Well, I read Martyn's obituary today -- dead at age 60, a complete physical wreck thanks to years of heavy drinking -- and while it doesn't make much of a ripple in the general world, I'm sad. Like his friend Nick Drake (the song "Solid Air" was written about Drake, before his untimely death), Martyn was unfairly pigeonholed into 60s folk-rock. But where else would you put him? His lyrics were more impressionistic than Dylanesque-clever, his songs tinged with jazz and reggae when everybody else was aping the blues. Then there was his soft husky high tenor, mopey and fretful and slurred with pain. Not for everybody, I guess, but when it worked, it was a seductive formula.
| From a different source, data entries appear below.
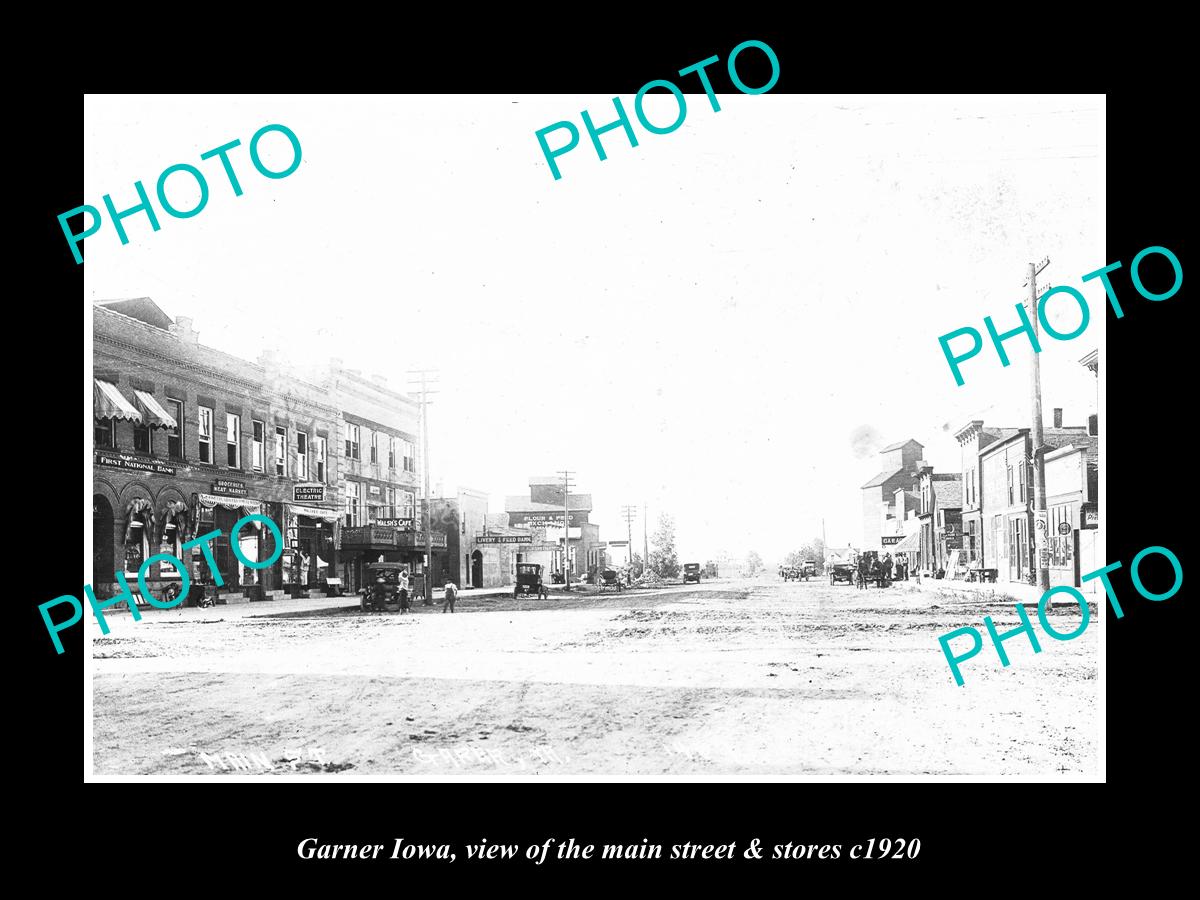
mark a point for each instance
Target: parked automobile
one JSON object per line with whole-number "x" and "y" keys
{"x": 528, "y": 581}
{"x": 382, "y": 587}
{"x": 844, "y": 571}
All the obits mention "May You Never," the Martyn song beatified by an Eric Clapton cover; lest you think John Martyn was a one-hit wonder, here's another track worth remembering. "Don't Want to Know" is a melancholy minor-key samba, the dogged iteration of a stubborn romantic. "I don't want to know about evil / Only want to know about love," he declares from the start, and then he repeats it right away. It's like he's sticking his fingers in his ears, singing la-la-la to block out the crap he doesn't want. Which, of course, makes us more aware of that evil than ever.
That's the chorus; the verses are one long complaint about modern life, soaked with self-pity and paranoia: "All around the cold is glistening / Making sure it keeps me down to size . . ."; "I'm waiting for the planes to tumble / Waiting for the towns to fall / I'm waiting for the cities to crumble..."; "All around that gold is glistening / Making sure it keeps us hypnotized." Standard-issue protest rock stuff.
What makes it work is the way the waves of misery keep cresting and falling, with shivering electric piano trills making icy echoes and a flicker of Latin percussion whispering underneath his acoustic strums. (And this song doesn't even make the most of his inventive guitar playing, his greatest contribution to music.) Every syncopated hiccup of his rhythm seems hobbled with regret; he may say he only wants to know about love, but does he ever describe a single detail of love? No. Still, it's such a richly-textured tone poem, it transcends all his morose maunderings. All this crap is happening, weighing him down, but pure music prevails.
I gather there was nothing fragile or ethereal about John Martyn; he was a self-destructive egotist, a train wreck from the get-go, and probably it was his own fault that he never became a bigger star. Still, you look at clips of him performing -- fat and bloated in his old age, down to one good leg -- and when he starts to play the guitar, it's like the angels are singing.